Ricordo, ma flebilmente, come sono stata e non sono più e come chi mi conosce da sempre ritiene erroneamente io sia ancora. O forse hanno più ragione di quanta ne abbia io nel giudicarmi, perché ritengo pur sempre vero che l'indole è immutabile ed eterna nel profondo.

Sfinimento psico-fisico, fisico decadimento, mi lasciano stupefatta. Ne ero impreparata ed ho permesso che mi soverchiassero.

D'altronde, se io non fossi sempre io, avrei rinunciato anche a questa logorante ribellione ed accettato l'assenza di valide alternative non egoistiche al presente inutile dolore.
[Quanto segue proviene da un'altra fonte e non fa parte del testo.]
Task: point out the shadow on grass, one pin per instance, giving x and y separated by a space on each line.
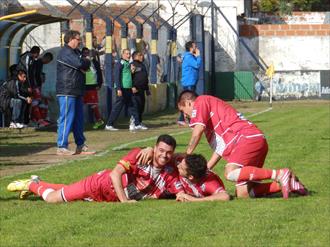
23 149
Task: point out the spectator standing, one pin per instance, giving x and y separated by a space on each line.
13 94
191 62
70 87
39 108
140 85
123 85
94 80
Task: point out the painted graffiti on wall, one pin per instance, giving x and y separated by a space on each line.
293 85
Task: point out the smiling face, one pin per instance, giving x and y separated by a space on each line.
163 153
186 108
183 170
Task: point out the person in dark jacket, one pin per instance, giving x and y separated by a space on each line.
123 85
70 88
14 97
39 108
191 63
94 80
140 84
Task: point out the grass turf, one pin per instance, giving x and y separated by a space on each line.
298 137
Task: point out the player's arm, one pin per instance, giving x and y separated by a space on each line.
195 138
115 176
213 161
220 196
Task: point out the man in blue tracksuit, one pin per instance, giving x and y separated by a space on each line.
191 62
70 87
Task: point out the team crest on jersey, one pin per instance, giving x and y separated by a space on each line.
194 113
178 185
168 169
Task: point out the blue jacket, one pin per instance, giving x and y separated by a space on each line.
70 78
190 69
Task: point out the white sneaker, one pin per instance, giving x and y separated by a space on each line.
140 127
132 127
16 125
110 127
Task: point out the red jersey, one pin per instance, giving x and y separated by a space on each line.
224 126
209 185
146 181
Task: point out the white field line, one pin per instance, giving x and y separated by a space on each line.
118 148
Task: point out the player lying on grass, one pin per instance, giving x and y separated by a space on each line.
199 183
128 182
239 142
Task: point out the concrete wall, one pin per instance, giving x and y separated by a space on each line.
299 52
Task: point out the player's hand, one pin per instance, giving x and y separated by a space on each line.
197 52
29 100
130 201
134 90
145 156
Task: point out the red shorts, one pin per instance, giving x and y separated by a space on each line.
91 97
76 191
249 151
96 187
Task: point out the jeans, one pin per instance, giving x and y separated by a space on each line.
71 117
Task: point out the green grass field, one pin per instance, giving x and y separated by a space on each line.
298 134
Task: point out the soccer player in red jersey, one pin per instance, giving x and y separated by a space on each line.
127 182
239 142
199 183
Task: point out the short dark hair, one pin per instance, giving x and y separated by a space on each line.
186 95
35 49
69 35
48 56
189 45
196 165
135 53
169 140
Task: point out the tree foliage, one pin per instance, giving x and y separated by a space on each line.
286 6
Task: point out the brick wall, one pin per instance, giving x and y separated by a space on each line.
285 30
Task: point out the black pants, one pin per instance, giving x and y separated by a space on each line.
125 100
139 100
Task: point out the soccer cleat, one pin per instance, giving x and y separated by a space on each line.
16 125
283 178
98 124
19 185
64 152
24 194
297 187
83 149
110 128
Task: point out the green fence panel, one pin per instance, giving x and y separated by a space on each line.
234 85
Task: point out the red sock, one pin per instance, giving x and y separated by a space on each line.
265 189
35 112
252 173
52 186
96 112
39 188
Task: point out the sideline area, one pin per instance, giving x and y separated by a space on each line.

Invece non posso. L'autocritica, feroce, trattiene almeno le mie dolci utopie sentimentali del tempo in cui guerreggiavo armata di sogni e valori supremi.

Va bene, ho fallito. Sconfitta su tutti i fronti, non ho conquistato né solide realizzazioni materiali per vivere domani dignitosamente, né la consolante edificante presenza di un affetto compatibile, un poco a me simile, empatico, capace e degno di amore. Non avrò accesso al futuro, scamperò alla più degradante vecchiaia.

E bisognerà che io impari la maggiore benevolenza verso me stessa perché intuisco profondamente la verità dell'affermazione del buon Camus che recita "... per suicidarsi bisogna amarsi molto..."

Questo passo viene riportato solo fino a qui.